Improving land use for better civic environments

T
he road traffic chaos which is a defining
characteristic of 21st century India’s citizen-unfriendly cities, of which the ban on Delhi’s Blue Line buses is the latest manifestation, is the outcome of widespread ignorance about efficient land use and haphazard urban planning. Quite plainly, government officials across the country invested with civic planning and governance authority are not up to the task.

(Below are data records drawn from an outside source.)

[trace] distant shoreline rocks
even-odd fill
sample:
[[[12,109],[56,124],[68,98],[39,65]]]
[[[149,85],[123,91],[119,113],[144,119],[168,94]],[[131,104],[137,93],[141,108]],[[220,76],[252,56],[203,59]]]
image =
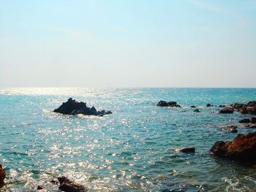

Moreover it’s also quite obvious that on the development agendas of the Central and state governments, civic planning and governance — notwithstanding the belated launch of the Jawahar National Urban Renewal Mission — is a low priority item.

The populist argument is that viewed relatively, India’s cities are oases of luxury. Therefore the rules of equity and natural justice justify massive deployment of wealth generated in urban India into rural development, even at the cost of ruining the country’s cities.

This argument is dangerously flawed. Far from being a zero sum game, rural-urban development is inter-dependent. The relative wealth of urban India needs to translate into rural prosperity by way of remunerative prices for farm produce. This desideratum is best achieved by steady development of rural infrastructure, elimination of middlemen and promotion of a vibrant agri-produce processing industry for the mutual benefit of rural and urban citizens.

Yet at the bottom the frightening chaos of India’s crowded cities is less rooted in resource constraints than it is in inefficient land use. The neatness and order which are striking features of western and incrementally east Asian cities, are the outcome of efficient and/or near-optimal land usage. To their eternal credit, civic and town planners of major western cities such as London, Paris, Rome and Barcelona began constructing underground rail transportation systems as soon as their populations crossed the 2 million threshold. Not one Indian city has been similarly blessed.

The state governments of Delhi and West Bengal somewhat belatedly commenced construction of metro rail systems recently. And even though they are only partially complete, these subterranean transport systems have radically changed the civic environments of the two cities for the better. The fact that by going underground, civic administrations of the world’s great cities have in effect doubled land usage and ensured that two rivers of commuters perennially flow above and under ground, seems to have completely escaped the attention of civic planners and administrators within the centrally planned Indian economy — an obtuseness which is testimony to the quality and calibre of civic planners produced by the education system.

Plainly, there is an urgent need to introduce contemporary civic administration and planning study programmes — perhaps in collaboration with reputed institutions abroad — in all of the country’s colleges and universities to produce adequately trained and qualified urban planners. Civic administration and planning is too important a task to be learned on the job by untrained generalists and rustic yokels choking India’s wealth generating cities to death.